Samolot C-17, który przetransportował polskich żołnierzy, należy do Strategic Airlift Capability (SAC), czyli wspólnego przedsięwzięcia dwunastu państw polegającego na współużytkowaniu trzech ciężkich samolotów transportowych C-17 Globemaster III. Dziesięć z nich (Bułgaria, Estonia, Holandia, Litwa, Norwegia, Polska, Rumunia, Słowenia, Węgry i Stany Zjednoczone) należy do NATO. Pozostałe dwa to Finlandia i Szwecja. Obsługa bazy oraz załogi samolotów to obywatele krajów-członków programu.

Czytaj także: Żołnierze i sprzęt desantują się z Herculesów

Jak podaje kpt. Marcin Gil, zaraz po przylocie samolotu na lotnisko w Balicach rozpoczął się załadunek sprzętu. Jako pierwsze na pokład Globemastera zaczęły wjeżdżać pojazdy HMMWV (zarówno w wersji bojowej jak i transportowej). Jak podaje MON, okazało się to niełatwym zadaniem. Udało się dzięki zespołowej pracy loadmasterów, czyli ludzi odpowiedzialnych za załadunek samolotów, oraz sprawności kierowców. „To najbardziej precyzyjne zadanie jakie dotąd wykonywałem. Potrzebna jest tu duża dokładność, bo odległość pomiędzy samochodami wynosi tylko jakieś pięć centymetrów. Trudniej było tylko w górach w Afganistanie” – podsumował swoją pracę jeden z kierowców z kompanii moździerzy.

"Załadunek oraz przerzut kompanii moździerzy na ćwiczenie EFEZ-16 był znakomitą okazją do przećwiczenia tego sposobu działania" - pisze kpt. Gil w oficjalnym komunikacie. Kompania moździerzy jest bowiem w 6BPD tzw. pododdziałem typu ciężkiego, przeznaczonego do działania jako rzut lądujący. Oznacza to, że w czasie operacji powietrznodesantowej ładuje ona swój sprzęt na samoloty i jest na ich pokładach dostarczana do rejonu działania, na opanowane wcześniej lotnisko.

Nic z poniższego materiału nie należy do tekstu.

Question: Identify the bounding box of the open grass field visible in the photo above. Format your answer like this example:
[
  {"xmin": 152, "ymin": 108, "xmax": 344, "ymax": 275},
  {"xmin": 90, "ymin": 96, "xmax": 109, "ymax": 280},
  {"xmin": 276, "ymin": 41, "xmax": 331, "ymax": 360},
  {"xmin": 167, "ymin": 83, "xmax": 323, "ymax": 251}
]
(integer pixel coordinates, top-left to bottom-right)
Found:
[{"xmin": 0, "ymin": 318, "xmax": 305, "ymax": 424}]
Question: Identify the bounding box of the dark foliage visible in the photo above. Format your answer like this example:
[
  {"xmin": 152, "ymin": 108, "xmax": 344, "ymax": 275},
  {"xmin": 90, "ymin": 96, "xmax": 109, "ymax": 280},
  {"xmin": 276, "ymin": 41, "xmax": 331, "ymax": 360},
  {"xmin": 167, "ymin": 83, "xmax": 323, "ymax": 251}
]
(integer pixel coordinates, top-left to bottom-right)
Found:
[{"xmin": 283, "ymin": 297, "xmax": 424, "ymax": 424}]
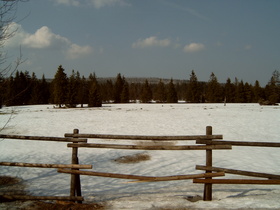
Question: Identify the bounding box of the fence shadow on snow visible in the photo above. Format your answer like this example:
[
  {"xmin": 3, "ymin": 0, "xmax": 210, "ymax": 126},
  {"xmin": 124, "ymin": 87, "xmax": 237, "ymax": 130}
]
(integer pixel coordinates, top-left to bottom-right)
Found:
[{"xmin": 1, "ymin": 126, "xmax": 280, "ymax": 203}]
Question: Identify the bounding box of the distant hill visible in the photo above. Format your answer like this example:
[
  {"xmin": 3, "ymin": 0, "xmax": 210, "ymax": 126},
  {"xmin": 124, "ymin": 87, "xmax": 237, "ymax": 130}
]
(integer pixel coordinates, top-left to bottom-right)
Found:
[
  {"xmin": 94, "ymin": 77, "xmax": 188, "ymax": 84},
  {"xmin": 46, "ymin": 77, "xmax": 189, "ymax": 84}
]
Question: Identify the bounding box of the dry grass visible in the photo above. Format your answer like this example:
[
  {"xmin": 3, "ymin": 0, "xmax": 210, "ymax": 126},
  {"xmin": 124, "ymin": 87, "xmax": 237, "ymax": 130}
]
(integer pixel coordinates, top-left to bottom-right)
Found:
[
  {"xmin": 0, "ymin": 176, "xmax": 105, "ymax": 209},
  {"xmin": 114, "ymin": 152, "xmax": 151, "ymax": 164},
  {"xmin": 0, "ymin": 176, "xmax": 21, "ymax": 186},
  {"xmin": 23, "ymin": 201, "xmax": 105, "ymax": 210}
]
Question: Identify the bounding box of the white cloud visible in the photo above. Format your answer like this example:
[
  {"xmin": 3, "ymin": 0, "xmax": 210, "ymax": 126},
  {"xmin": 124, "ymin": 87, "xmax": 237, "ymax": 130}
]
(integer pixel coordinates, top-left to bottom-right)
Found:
[
  {"xmin": 244, "ymin": 44, "xmax": 252, "ymax": 50},
  {"xmin": 4, "ymin": 23, "xmax": 27, "ymax": 48},
  {"xmin": 132, "ymin": 36, "xmax": 171, "ymax": 48},
  {"xmin": 52, "ymin": 0, "xmax": 80, "ymax": 6},
  {"xmin": 90, "ymin": 0, "xmax": 129, "ymax": 8},
  {"xmin": 183, "ymin": 43, "xmax": 205, "ymax": 53},
  {"xmin": 22, "ymin": 26, "xmax": 69, "ymax": 49},
  {"xmin": 5, "ymin": 23, "xmax": 93, "ymax": 59},
  {"xmin": 66, "ymin": 44, "xmax": 93, "ymax": 59},
  {"xmin": 52, "ymin": 0, "xmax": 129, "ymax": 8}
]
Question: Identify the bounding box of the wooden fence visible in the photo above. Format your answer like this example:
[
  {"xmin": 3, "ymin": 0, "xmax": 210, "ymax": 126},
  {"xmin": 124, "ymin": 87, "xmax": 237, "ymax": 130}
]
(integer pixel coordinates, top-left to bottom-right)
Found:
[{"xmin": 1, "ymin": 126, "xmax": 280, "ymax": 203}]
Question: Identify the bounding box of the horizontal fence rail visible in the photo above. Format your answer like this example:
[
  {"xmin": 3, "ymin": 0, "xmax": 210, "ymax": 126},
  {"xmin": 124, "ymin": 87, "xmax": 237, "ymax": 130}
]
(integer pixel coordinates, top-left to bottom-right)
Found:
[
  {"xmin": 193, "ymin": 179, "xmax": 280, "ymax": 185},
  {"xmin": 0, "ymin": 195, "xmax": 84, "ymax": 201},
  {"xmin": 65, "ymin": 133, "xmax": 223, "ymax": 141},
  {"xmin": 196, "ymin": 165, "xmax": 280, "ymax": 179},
  {"xmin": 0, "ymin": 134, "xmax": 87, "ymax": 143},
  {"xmin": 196, "ymin": 140, "xmax": 280, "ymax": 147},
  {"xmin": 67, "ymin": 143, "xmax": 232, "ymax": 150},
  {"xmin": 58, "ymin": 169, "xmax": 225, "ymax": 181},
  {"xmin": 0, "ymin": 162, "xmax": 92, "ymax": 169},
  {"xmin": 2, "ymin": 126, "xmax": 280, "ymax": 204}
]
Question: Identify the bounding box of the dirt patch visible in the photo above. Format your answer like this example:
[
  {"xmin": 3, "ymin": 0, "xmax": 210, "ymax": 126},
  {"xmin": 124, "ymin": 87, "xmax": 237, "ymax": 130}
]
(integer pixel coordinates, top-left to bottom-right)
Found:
[
  {"xmin": 114, "ymin": 153, "xmax": 151, "ymax": 164},
  {"xmin": 0, "ymin": 176, "xmax": 26, "ymax": 197},
  {"xmin": 23, "ymin": 201, "xmax": 105, "ymax": 210},
  {"xmin": 0, "ymin": 176, "xmax": 105, "ymax": 209},
  {"xmin": 0, "ymin": 176, "xmax": 21, "ymax": 186},
  {"xmin": 0, "ymin": 200, "xmax": 106, "ymax": 210}
]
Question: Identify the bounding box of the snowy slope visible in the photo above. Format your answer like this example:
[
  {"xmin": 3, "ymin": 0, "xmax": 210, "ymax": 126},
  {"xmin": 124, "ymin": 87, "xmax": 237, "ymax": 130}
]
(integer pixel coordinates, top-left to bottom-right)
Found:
[{"xmin": 0, "ymin": 103, "xmax": 280, "ymax": 209}]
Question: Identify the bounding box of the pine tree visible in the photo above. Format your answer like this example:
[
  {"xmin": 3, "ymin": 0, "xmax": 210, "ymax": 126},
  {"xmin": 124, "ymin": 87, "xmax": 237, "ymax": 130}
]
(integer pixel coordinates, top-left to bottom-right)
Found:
[
  {"xmin": 30, "ymin": 72, "xmax": 40, "ymax": 104},
  {"xmin": 244, "ymin": 82, "xmax": 253, "ymax": 103},
  {"xmin": 253, "ymin": 80, "xmax": 263, "ymax": 103},
  {"xmin": 52, "ymin": 65, "xmax": 68, "ymax": 108},
  {"xmin": 167, "ymin": 79, "xmax": 178, "ymax": 103},
  {"xmin": 129, "ymin": 82, "xmax": 141, "ymax": 103},
  {"xmin": 5, "ymin": 76, "xmax": 15, "ymax": 106},
  {"xmin": 114, "ymin": 73, "xmax": 125, "ymax": 103},
  {"xmin": 101, "ymin": 79, "xmax": 114, "ymax": 103},
  {"xmin": 224, "ymin": 78, "xmax": 235, "ymax": 103},
  {"xmin": 140, "ymin": 80, "xmax": 152, "ymax": 103},
  {"xmin": 235, "ymin": 80, "xmax": 246, "ymax": 103},
  {"xmin": 206, "ymin": 72, "xmax": 222, "ymax": 103},
  {"xmin": 88, "ymin": 73, "xmax": 102, "ymax": 107},
  {"xmin": 154, "ymin": 79, "xmax": 166, "ymax": 103},
  {"xmin": 77, "ymin": 75, "xmax": 88, "ymax": 107},
  {"xmin": 121, "ymin": 80, "xmax": 130, "ymax": 103},
  {"xmin": 39, "ymin": 74, "xmax": 50, "ymax": 104},
  {"xmin": 66, "ymin": 70, "xmax": 78, "ymax": 108},
  {"xmin": 265, "ymin": 70, "xmax": 280, "ymax": 104},
  {"xmin": 186, "ymin": 70, "xmax": 201, "ymax": 103}
]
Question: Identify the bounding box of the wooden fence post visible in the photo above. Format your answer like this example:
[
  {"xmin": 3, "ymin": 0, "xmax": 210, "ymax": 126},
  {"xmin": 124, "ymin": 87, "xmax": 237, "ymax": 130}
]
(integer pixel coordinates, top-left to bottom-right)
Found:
[
  {"xmin": 204, "ymin": 126, "xmax": 213, "ymax": 201},
  {"xmin": 70, "ymin": 129, "xmax": 82, "ymax": 203}
]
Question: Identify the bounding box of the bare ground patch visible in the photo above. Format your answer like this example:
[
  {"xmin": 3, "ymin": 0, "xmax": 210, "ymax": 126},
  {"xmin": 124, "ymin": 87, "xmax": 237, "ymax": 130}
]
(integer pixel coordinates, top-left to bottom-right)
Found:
[
  {"xmin": 114, "ymin": 152, "xmax": 151, "ymax": 164},
  {"xmin": 0, "ymin": 176, "xmax": 105, "ymax": 209},
  {"xmin": 0, "ymin": 176, "xmax": 26, "ymax": 197}
]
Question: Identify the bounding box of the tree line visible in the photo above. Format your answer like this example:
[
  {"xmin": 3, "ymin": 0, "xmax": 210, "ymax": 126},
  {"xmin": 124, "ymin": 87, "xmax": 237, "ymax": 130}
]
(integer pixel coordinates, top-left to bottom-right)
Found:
[{"xmin": 0, "ymin": 65, "xmax": 279, "ymax": 108}]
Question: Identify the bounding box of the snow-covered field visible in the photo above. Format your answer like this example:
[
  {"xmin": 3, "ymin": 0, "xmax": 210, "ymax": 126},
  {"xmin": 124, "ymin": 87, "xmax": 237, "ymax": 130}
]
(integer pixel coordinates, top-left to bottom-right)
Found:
[{"xmin": 0, "ymin": 103, "xmax": 280, "ymax": 209}]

Po przylocie do Turcji żołnierze rozpoczną praktyczny udział w ćwiczeniu zgodnie z zaplanowanym scenariuszem. W jego czasie będą wykonywać między innymi strzelania z broni strzeleckiej i moździerzy kal. 98 mm, wykonywać zadania taktyczne w operacji wymuszania pokoju podczas operacji sojuszniczej, a także będą się desantować ze śmigłowców i okrętów desantowych. W ćwiczeniach EFEZ-16 ma wziąć udział około 8 tysięcy żołnierzy z Arabii Saudyjskiej, Azerbejdżanu, Kataru, Niemiec, Stanów Zjednoczonych, Wielkiej Brytanii i oczywiście Turcji.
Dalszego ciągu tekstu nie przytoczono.